Завтра день молитвы и печали,
Завтра память рокового дня...
Ангел мой, где б души ни витали,
Ангел мой, ты видишь ли меня?
3 августа 1865
 
   Не только в «виршах» Ф.И. Тютчев, как никто другой, выразил «тупое отчаяние» горя. Он выразил его и в некоторых письмах – в первую очередь к А.И. Георгиевскому. Приведу здесь лишь два письма:
   8 августа 1864 г. Петербург
   Александр Иваныч!
   Все кончено – вчера мы ее хоронили... Что это такое? что случилось? о чем это я вам пишу – не знаю. – Во мне все убито: мысль, чувство, память, все... Я чувствую себя совершенным идиотом.
   Пустота, страшная пустота. – И даже в смерти – не предвижу облегчения. Ах, она мне на земле нужна, а не там где-то...
   Сердце пусто – мозг изнеможен. – Даже вспомнить о ней – вызвать ее, живую, в памяти, как она была, глядела, двигалась, говорила, и этого не могу.
   Страшно – невыносимо. – Писать более не в силах – да и что писать?..
   Ф. Тчв.
 
   13 августа 1864 г. Петербург
   О, приезжайте, приезжайте, ради Бога, и чем скорее, тем лучше! – Благодарю, от души благодарю вас.
   Авось либо удастся вам, хоть на несколько минут, приподнять это страшное бремя, этот жгучий камень, который давит и душит меня... Самое невыносимое в моем теперешнем положении есть то, что я с всевозможным напряжением мысли, неотступно, неослабно, все думаю и думаю о ней, и все-таки не могу уловить ее... Простое сумасшествие было бы отраднее...

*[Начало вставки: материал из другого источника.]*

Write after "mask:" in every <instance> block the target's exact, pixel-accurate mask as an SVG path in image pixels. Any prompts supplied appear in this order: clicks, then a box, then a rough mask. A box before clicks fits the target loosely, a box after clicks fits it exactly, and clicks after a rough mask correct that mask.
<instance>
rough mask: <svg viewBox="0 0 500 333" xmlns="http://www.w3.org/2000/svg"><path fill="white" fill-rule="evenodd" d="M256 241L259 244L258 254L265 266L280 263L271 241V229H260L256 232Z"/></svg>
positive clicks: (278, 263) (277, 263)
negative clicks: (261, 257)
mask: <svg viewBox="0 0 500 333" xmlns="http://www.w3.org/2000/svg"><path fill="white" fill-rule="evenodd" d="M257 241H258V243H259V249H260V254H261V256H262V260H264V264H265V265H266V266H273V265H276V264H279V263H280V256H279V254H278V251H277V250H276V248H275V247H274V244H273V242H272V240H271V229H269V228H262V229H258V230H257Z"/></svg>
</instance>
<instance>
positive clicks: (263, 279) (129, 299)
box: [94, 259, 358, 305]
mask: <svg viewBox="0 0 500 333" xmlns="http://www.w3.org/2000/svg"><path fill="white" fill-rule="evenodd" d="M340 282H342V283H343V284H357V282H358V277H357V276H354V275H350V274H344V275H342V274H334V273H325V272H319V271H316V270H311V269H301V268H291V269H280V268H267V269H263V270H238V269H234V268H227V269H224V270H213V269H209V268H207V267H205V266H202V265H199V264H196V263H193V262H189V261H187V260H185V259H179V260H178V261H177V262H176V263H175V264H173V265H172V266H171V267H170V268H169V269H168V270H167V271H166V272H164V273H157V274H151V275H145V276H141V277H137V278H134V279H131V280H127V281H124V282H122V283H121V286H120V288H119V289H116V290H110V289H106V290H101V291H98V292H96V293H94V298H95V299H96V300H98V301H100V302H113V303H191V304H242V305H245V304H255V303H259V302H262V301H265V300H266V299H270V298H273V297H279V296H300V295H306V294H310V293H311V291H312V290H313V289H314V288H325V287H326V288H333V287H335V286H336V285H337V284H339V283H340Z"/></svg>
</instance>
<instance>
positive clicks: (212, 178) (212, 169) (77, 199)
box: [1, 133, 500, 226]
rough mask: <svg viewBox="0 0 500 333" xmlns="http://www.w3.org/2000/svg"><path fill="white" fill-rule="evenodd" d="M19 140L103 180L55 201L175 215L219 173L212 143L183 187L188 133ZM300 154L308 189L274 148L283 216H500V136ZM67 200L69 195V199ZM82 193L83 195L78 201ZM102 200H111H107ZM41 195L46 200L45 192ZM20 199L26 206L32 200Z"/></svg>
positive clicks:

   Но... писать об этом я все-таки не могу, не хочу, – как высказать эдакий ужас!.. Страшно, невыносимо тяжело.
   Весь ваш Ф. Тютчев.
   Горе Ф.И. Тютчева, по выражению В.В. Кожинова, было «бездонным» (Кожинов В.В. Тютчев. М., 1988. С. 409). Вот как описала своего отца после смерти Е.А. Денисьевой (Лели) его старшая дочь Анна: «Папа только что провел у меня три дня – и в каком состоянии – сердце растапливается от жалости... Он постарел лет на пятнадцать, его бедное тело превратилось в скелет... Очень тяжело видеть, как папа проливает слезы и рыдает на глазах у всех» (там же. С. 408).
   Ф.И. Тютчев был сдержанным человеком, но он переживал свое горе так глубоко, что был не в состоянии сдерживать слезы о Леле даже на людях. И.С. Тургенев вспоминал, как поэт «болезненным голосом говорил, и грудь его сорочки под конец рассказа оказалась промокшею от падавших на нее слез» (там же. С. 408–409).
   Горе Ф.И. Тютчева удесетеряло чувство вины перед любимым человеком. А.И. Георгиевский вспоминал, как поэт «жестоко укорял себя в том, что, в сущности, он все-таки сгубил ее и никак не мог сделать счастливой в том фальшивом положении, в какое он ее поставил. Сознание своей вины несомненно удесятеряло его горе и нередко выражалось в таких резких и преувеличенных себе укорах, что я чувствовал долг и потребность принимать на себя его защиту против него самого» (там же. С. 410).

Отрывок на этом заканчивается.